ガーネットの兵が急いで扉を蹴破り、指示を出す。

「イリア!外におびき出せ!ネルーに魔法で援護させる!」

「わかったわ。」私は女を窓から突き飛ばす。女はそれを待ちわびていたかのようににやりと笑う。


空中から地上への着陸の間、女が私の耳元で何事か囁く。

「人形め。」イグニスの声が聞こえる。「お前は異形の神が寂しさのあまり創った人形だ。それがお前の正体だ。」


--さあ。知らないな。



ねえ、●●、お外に出ないの?私をどこに連れて行く気なの?『彼』は私を抱き寄せ、頰に触れる。暖かいね。ずっとこうしたいられたら。君が大きくなったらまた私のもとに来るといい。早く大きくなるといい。 何事か呟き、私の服を剥いで胸に口づけする。ちゅ、ちゅとわずかに唾液の音が鳴る。私の姿が少女から大人になって行く。ああ。やめて。


--闇に喰われろ。


黒い羽根が散って行く。救いを求める無明の闇が舞う。私が闇を抱き寄せると、イグニスはわずかに離れる。私はイグニスを払い、距離を空けて着地する。イグニスはすぐに剣を構え直し向かって来る。剣と剣が組み合う。私は関節技で突き飛ばすが、イグニスは呪文を詠唱しながらさらに剣を振るう。

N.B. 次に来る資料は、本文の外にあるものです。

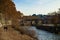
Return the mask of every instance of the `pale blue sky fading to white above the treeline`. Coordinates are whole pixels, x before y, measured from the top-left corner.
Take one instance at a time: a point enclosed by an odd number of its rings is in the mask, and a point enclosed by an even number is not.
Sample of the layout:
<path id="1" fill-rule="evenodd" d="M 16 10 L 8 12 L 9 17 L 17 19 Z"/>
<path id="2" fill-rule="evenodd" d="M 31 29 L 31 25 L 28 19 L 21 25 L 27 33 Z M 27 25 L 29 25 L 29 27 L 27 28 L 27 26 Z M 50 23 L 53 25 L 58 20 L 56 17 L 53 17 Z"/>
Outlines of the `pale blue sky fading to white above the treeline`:
<path id="1" fill-rule="evenodd" d="M 46 15 L 60 8 L 60 0 L 13 0 L 13 2 L 16 9 L 24 15 Z"/>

「異形の神よ我が問いに答えよ。我は神の血をつなぐもの。盟約に従い、我が手となりて、逆らうもの全てを、その光で縛らん。今贄を捧げん。」


イグニスは天空から雷を呼び、地面に叩きつける。私はひるむ。イグニスは私の首を剣の柄で狙う。私は失神する。「姿を現せ。神に愛されしものよ。」